Live and Non-Real-Time Source Separation Effects for Electroacoustic Music
Source separation algorithms for audio, which attempt the extraction of constituent streams from within a complex sound scene, have many compositional applications in sound transformation. Nascent polyphonic transcription technology is commercially available (e.g., AudioScore Ultimate, Melodyne’s Direct Note Access) and can sometimes enable alterations in the spectral domain, though a full re-synthesized separation of all timbral parts or sound sources in a complex recording remains open research.
Techniques to extract a cappella vocals have been explored by many home producers, such as lifting one channel from stereo (as sometimes works famously well for early Beatles stereo recordings) or forming mid/side (sum, difference) channels. More involved stream separation has been developed; much depends on multi-channel recordings, perfect extraction only being possible in theory if there are as many channels as sources/instruments/streams/parts to separate. There are techniques, however, for extraction from mono recordings using advanced linear algebra, probabilistic models or computational auditory scene analysis (Vincent and Ono 2010). As with polyphonic transcription technology, prior knowledge of musical signals of is great benefit. Whilst an inspiring research aim, perfect separation of parts from a mono source will always be unattainable and approximate.
Much of my own previous compositional work in source separation has a link to the respectable computer music career of composer-engineer Michael Casey, who has investigated such techniques as Independent Component Analysis and probabilistic latent components analysis as applied to musical signals, and also made them available to collaborators and students. 1[1. Casey’s current affiliation is to Dartmouth College and collaborators include Spencer Topei (Topei and Casey 2011) and David Plan Casals (Casals and Casey 2010); see also Maguire 2012.]

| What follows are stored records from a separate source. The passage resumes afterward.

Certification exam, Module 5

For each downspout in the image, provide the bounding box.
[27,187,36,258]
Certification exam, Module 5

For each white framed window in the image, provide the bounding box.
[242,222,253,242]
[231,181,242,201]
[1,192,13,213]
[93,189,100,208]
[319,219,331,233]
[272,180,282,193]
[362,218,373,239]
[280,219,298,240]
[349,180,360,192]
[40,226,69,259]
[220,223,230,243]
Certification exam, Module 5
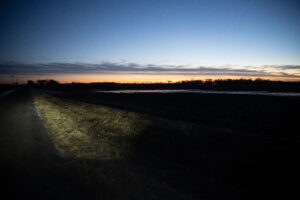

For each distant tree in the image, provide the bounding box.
[27,80,34,86]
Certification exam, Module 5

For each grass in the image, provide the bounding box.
[34,92,190,199]
[35,90,149,160]
[34,92,298,199]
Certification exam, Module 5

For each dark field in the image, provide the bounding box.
[44,92,300,199]
[58,93,300,137]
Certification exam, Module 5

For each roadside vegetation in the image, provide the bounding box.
[34,92,192,199]
[34,91,299,199]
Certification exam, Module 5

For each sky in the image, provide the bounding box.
[0,0,300,82]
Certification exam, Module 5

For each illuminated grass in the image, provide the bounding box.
[34,91,197,199]
[35,93,149,160]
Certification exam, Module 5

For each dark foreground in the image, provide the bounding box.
[0,88,300,199]
[54,92,300,199]
[0,88,93,199]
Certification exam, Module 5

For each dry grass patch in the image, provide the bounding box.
[35,93,150,160]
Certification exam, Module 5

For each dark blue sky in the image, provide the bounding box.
[0,0,300,81]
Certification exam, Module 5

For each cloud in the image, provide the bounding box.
[0,62,300,78]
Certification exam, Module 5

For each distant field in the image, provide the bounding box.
[35,92,299,199]
[53,92,300,136]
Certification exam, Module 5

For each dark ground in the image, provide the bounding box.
[59,92,300,136]
[0,87,96,199]
[54,90,300,199]
[0,88,300,199]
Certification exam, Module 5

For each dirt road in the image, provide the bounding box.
[0,87,93,199]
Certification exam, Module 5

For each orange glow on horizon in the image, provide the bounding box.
[2,74,300,83]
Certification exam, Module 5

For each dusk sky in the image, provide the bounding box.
[0,0,300,82]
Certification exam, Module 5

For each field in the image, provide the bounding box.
[35,92,299,199]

Source separation algorithms are becoming available to composers in some open source toolkits and plugins. Source separation techniques which have previously cropped up in computer music systems include Dan Stowell’s implementation of Zafar Rafii and Bryan Pardo’s research (2011) for SuperCollider (as the PV_ExtractRepeat UGen, which separates a repeating ostinato part, such as a measure loop or similar cyclical repeat, from the otherwise changing audio) and the use of spatial separation (Barry, Lawlor and Coyle 2004) in the Csound opcode pvsdemix. In the autumn of 2013, Nicholas Bryan and Ge Wang of CCRMA released ISSE, a new GUI-based interactive source separation editor based on spectral domain masking indicated by the user. 2[2. The Csound opcode pvsdemix is available on the Csound website. ISSE can be found on the SourceForge website.]
In this article, two plugins embodying live implementations of source separation for SuperCollider are introduced, alongside two compositions involving those plugins and discussion of further compositional applications. Neither of the plugins leads to perfect quality reconstruction and the reader is encouraged to try them to explore for themselves their quirks, further described below.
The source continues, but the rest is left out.